4. Salo or 120 days of Sodom by Marquis De Sade
Yeah, um, don’t read this.
So as much as I truly think you should read all the other books on the list, I really DON’T think you should read this. You see, unlike the other books on the list, there is a real devious joy held in some of the acts of this awful story, and as much as it is disturbing, in this case, that is not a good thing. In my opinion, anyway.
Though I am sure a great deal of you know about this book and the super f***ed up film adaptation, sexual (and brutally violent) acts against children perpetuated by adults is just not something anyone should take any kind of joy in.
I know, I know, I am a weirdo who likes dark, f****d up things, so who am I to cast stones on people who may like dark, f****d up things? But honestly, it is the question of sex crimes versus regular crimes.
And De Sade was truly pushing buttons and boundaries with this book exploring the sickening past times of some Fascists who indulge their most sickest of whims, regardless of the ramifications of those actions.
Yes, I keep using different variations of the word “sick” here, and am doing that on purpose. Honestly, if De Sade intrigues you like he did me, this is NOT the book to introduce yourself to his work with. Just a warning.
5. Deranged: The Shocking True Story of America’s Most Fiendish Serial Killer by Harold Schechter
That, my friends, is truly the face of the devil.
The mind of the serial killer is always something that has intrigued me, probably way beyond any level that is healthy. Just wondering how they work, why they do what they do, what happened earlier in their lives that set the tone for it.
All that stuff truly captivates me. And I really know way more than I should for someone not involved with that life, but that is because I read every true crime novel I ever found as a kid.
Honestly, from Manson to Dahmer, I probably know some things most don’t about those crimes, killers, and victims, but you know what book put an end to my fascination? This one. Why? Because seeing Albert Fish, reading his words, and knowing what he did took a part of my soul I will never get back.
No, I am not kidding you. If you don’t believe that the devil is real, I bet you Fish’s story will utterly convince you. This book fucked me up (not the book itself, but the details of his crimes) to such an extent, I had to actually throw the book away. Honestly.
If that is not a mark of honor for a disturbing book, I don’t know what is.
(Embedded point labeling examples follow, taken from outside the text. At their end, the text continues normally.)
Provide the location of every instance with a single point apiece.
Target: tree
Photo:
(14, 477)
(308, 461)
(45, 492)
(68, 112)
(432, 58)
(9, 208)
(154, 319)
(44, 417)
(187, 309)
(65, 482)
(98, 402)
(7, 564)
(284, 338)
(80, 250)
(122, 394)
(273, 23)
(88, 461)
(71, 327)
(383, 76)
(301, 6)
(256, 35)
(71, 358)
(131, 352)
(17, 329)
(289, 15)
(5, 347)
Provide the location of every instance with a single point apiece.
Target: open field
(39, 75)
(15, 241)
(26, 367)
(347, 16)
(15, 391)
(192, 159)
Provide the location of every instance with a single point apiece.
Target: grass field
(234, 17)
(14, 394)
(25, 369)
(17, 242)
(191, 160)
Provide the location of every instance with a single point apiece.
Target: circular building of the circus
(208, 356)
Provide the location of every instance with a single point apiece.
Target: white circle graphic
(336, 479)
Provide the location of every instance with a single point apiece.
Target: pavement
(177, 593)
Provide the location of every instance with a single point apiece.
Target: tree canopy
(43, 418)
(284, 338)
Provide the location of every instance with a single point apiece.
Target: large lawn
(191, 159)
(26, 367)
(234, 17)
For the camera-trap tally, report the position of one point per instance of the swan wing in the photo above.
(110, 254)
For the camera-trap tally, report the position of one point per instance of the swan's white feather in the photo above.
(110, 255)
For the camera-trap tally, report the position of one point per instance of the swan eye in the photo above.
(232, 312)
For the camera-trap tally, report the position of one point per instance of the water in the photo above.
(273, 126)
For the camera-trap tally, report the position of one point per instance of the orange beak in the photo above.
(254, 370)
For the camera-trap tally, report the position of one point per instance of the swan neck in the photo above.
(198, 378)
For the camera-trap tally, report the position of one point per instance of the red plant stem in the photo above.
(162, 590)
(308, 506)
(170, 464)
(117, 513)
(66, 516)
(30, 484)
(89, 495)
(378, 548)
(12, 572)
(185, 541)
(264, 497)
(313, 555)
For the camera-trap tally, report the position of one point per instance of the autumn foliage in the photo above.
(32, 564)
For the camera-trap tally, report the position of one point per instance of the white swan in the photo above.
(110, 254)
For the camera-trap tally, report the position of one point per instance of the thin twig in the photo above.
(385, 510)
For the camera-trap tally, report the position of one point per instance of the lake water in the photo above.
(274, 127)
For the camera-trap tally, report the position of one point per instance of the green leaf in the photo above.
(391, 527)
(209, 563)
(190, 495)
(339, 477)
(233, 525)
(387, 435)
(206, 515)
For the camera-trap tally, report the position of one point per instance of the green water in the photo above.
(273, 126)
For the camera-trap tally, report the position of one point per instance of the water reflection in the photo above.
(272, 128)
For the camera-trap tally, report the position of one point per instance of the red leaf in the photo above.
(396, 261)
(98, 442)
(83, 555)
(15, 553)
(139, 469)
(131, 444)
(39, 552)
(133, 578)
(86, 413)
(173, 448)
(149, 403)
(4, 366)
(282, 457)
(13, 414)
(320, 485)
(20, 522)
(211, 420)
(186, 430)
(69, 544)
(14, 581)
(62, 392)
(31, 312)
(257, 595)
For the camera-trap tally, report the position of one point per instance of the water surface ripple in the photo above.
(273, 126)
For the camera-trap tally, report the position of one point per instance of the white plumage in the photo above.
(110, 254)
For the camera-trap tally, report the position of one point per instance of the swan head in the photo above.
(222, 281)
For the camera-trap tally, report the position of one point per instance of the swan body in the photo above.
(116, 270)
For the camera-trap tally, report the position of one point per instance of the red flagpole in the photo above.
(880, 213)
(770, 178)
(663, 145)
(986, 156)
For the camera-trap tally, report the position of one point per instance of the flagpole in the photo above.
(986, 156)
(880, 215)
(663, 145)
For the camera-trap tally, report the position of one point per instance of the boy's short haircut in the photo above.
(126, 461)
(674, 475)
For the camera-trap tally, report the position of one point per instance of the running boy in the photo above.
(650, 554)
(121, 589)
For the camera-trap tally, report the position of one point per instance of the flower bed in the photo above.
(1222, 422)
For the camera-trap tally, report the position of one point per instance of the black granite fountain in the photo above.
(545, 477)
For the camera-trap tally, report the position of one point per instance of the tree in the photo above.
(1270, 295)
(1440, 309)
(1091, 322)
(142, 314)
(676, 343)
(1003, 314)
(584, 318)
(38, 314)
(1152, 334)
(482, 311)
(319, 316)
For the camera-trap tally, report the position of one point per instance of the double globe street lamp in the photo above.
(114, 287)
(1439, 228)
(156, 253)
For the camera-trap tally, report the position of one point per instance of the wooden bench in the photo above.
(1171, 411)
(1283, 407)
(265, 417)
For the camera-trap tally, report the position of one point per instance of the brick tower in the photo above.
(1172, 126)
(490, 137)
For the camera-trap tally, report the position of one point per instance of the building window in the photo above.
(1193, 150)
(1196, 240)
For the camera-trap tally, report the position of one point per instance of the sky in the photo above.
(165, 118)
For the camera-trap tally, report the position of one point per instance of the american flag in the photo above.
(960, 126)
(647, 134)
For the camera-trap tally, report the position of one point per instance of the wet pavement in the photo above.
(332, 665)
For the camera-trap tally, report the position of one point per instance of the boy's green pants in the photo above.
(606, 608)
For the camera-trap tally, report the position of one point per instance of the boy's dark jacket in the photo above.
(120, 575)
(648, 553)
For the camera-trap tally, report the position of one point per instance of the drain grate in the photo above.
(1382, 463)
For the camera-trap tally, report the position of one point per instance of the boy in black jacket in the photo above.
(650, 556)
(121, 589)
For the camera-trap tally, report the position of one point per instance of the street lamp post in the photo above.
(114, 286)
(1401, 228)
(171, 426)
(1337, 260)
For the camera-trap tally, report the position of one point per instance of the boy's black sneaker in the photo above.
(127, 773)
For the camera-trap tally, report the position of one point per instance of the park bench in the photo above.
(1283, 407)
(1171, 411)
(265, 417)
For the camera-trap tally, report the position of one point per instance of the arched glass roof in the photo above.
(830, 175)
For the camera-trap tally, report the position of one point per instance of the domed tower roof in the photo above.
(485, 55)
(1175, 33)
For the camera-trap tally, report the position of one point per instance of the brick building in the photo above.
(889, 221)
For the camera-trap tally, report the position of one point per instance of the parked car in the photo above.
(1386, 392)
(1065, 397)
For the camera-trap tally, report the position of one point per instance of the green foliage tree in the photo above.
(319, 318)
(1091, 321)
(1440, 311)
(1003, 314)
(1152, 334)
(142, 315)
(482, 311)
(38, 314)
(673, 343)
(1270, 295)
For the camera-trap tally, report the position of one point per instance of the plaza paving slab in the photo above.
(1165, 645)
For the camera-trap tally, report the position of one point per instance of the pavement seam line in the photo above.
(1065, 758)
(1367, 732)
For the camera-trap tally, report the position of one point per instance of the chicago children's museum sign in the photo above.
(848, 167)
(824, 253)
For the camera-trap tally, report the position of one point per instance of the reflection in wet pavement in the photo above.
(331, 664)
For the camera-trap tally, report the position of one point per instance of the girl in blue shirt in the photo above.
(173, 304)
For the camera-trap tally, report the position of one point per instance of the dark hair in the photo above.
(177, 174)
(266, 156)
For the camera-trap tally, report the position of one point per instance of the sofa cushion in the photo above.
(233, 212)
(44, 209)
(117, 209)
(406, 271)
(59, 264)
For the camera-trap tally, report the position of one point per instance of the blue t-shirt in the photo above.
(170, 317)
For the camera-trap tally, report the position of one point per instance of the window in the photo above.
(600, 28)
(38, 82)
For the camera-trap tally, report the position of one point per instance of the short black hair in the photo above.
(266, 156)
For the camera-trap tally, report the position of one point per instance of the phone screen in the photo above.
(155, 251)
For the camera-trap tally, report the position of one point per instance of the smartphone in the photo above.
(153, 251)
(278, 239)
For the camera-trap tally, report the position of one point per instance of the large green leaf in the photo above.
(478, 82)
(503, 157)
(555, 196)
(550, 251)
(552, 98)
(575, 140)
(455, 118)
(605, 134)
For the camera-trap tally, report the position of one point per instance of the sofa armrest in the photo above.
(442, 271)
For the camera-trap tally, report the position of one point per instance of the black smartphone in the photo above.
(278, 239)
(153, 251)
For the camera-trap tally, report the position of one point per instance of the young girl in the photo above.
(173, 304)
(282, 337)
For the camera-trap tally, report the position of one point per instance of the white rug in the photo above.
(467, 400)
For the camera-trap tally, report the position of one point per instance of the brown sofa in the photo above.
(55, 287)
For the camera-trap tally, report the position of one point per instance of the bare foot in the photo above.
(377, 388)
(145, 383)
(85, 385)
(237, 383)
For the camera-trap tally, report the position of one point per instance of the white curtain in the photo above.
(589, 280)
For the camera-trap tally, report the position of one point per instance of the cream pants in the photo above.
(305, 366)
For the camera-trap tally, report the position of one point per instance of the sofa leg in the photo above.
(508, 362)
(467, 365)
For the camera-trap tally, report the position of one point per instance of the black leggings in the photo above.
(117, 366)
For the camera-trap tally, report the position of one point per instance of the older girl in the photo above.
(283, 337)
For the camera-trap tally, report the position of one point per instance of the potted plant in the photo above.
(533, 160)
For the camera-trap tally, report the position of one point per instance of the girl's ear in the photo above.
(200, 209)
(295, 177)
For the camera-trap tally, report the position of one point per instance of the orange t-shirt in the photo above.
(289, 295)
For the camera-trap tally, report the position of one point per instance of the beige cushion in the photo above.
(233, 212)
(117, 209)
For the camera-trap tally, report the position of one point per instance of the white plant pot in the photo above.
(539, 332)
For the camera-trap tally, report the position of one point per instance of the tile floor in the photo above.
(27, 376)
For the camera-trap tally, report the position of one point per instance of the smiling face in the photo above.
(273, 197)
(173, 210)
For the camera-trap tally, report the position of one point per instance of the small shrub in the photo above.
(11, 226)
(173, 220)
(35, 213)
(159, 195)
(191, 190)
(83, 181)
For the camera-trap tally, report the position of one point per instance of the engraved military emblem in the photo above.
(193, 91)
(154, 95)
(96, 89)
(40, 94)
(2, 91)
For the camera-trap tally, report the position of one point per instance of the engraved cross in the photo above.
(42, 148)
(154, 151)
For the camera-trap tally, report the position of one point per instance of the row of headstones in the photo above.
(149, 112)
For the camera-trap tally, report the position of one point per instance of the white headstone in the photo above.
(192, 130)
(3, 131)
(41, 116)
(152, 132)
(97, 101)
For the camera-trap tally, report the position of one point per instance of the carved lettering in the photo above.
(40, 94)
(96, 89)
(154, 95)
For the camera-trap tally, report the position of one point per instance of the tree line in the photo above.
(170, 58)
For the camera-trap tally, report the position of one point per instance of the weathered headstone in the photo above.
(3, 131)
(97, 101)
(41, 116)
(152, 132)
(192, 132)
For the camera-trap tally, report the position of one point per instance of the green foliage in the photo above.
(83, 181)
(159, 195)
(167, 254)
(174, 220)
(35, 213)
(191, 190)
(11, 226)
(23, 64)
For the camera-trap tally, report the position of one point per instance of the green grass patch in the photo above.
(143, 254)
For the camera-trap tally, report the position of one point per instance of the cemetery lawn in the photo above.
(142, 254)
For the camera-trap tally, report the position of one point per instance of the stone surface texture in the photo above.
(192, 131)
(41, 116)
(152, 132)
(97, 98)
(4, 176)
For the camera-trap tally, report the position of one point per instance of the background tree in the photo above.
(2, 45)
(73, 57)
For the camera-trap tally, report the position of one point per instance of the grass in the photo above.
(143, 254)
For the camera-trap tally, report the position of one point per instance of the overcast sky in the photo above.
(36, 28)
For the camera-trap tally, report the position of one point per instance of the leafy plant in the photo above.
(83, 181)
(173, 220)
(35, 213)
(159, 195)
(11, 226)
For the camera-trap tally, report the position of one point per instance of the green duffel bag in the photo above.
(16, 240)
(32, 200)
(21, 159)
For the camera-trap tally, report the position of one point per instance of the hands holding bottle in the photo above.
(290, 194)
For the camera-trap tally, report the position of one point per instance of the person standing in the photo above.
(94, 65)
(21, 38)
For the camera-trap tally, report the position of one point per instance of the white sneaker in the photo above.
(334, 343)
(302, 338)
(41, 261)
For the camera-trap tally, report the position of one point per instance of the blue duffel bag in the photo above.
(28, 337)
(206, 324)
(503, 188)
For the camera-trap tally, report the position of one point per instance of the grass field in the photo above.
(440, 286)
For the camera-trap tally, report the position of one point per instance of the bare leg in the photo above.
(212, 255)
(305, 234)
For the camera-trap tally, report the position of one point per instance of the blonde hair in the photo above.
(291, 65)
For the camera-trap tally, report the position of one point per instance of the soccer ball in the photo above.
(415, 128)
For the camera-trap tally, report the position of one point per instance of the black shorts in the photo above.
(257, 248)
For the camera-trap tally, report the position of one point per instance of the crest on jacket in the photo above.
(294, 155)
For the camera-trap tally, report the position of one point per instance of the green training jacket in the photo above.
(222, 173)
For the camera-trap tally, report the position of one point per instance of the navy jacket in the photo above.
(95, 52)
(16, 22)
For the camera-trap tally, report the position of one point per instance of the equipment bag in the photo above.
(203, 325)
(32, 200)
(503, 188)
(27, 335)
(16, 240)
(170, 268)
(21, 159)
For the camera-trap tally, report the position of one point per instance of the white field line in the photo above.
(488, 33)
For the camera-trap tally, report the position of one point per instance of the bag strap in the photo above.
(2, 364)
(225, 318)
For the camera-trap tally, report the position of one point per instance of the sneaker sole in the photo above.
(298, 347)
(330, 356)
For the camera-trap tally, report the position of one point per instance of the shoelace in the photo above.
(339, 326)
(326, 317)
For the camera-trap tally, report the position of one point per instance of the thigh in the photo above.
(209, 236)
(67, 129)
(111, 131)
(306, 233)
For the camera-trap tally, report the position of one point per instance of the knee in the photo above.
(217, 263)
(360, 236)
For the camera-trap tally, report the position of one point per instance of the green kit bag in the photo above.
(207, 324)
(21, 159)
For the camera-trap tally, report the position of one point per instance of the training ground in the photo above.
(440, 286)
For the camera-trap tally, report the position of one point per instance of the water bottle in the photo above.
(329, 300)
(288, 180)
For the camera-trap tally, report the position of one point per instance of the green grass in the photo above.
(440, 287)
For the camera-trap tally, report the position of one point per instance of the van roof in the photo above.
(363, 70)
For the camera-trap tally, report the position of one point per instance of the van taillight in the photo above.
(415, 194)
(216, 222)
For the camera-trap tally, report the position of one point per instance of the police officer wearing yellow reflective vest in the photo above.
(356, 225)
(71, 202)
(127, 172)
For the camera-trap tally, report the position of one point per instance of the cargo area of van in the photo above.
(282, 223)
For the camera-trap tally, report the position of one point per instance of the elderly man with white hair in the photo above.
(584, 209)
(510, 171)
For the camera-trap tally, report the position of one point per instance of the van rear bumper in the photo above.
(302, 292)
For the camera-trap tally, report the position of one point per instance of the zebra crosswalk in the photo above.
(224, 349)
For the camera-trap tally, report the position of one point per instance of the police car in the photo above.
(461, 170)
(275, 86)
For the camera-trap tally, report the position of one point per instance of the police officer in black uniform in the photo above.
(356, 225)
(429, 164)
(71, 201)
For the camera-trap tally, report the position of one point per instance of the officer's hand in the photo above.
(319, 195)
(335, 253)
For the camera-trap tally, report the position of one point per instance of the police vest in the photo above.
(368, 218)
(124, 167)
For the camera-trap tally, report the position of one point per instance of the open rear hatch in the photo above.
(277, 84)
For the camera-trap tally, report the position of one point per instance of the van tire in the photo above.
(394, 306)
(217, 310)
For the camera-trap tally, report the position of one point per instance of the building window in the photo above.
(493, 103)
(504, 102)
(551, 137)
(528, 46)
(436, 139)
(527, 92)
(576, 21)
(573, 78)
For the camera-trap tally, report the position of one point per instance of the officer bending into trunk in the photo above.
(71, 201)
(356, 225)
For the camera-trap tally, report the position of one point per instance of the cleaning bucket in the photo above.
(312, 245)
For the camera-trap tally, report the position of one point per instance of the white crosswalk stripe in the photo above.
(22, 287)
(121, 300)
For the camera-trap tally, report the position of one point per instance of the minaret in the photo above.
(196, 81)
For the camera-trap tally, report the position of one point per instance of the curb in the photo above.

Just the letter he wrote to the parents of one his victims (and wait until you hear how he met up with that victim) is the single most chilling and disturbing thing I have ever read. Ever. So much so, I no longer want to know how or why. I just want to erase it all from my mind.
This will be your expression the entire time while you read this book.
6. Haunted by Chuck Palahniuk
Definitely one of of my favorite contemporary authors, and half the reason I write stuff as twisted as I do is the influence his work has had on me, and no book he’s written messes with people quite like Haunted. I would dare to say the opening story (within the story) about the kid who has his intestines sucked out while he is rubbing one out in the pool is a story that will have you gagging in between belly laughs. And it only gets more twisted from there.
And to make it even weirder, I read it in one sitting, while working an overnight at a group home. Trust me, an environment like that only adds to the taboo moments you encounter while reading Chuck. And Haunted is littered with them. The story about the doll at the police office will also have you questioning your faith in humanity and questioning your intestinal fortitude.
Okay, your turn. What is the most disturbing book YOU ever read?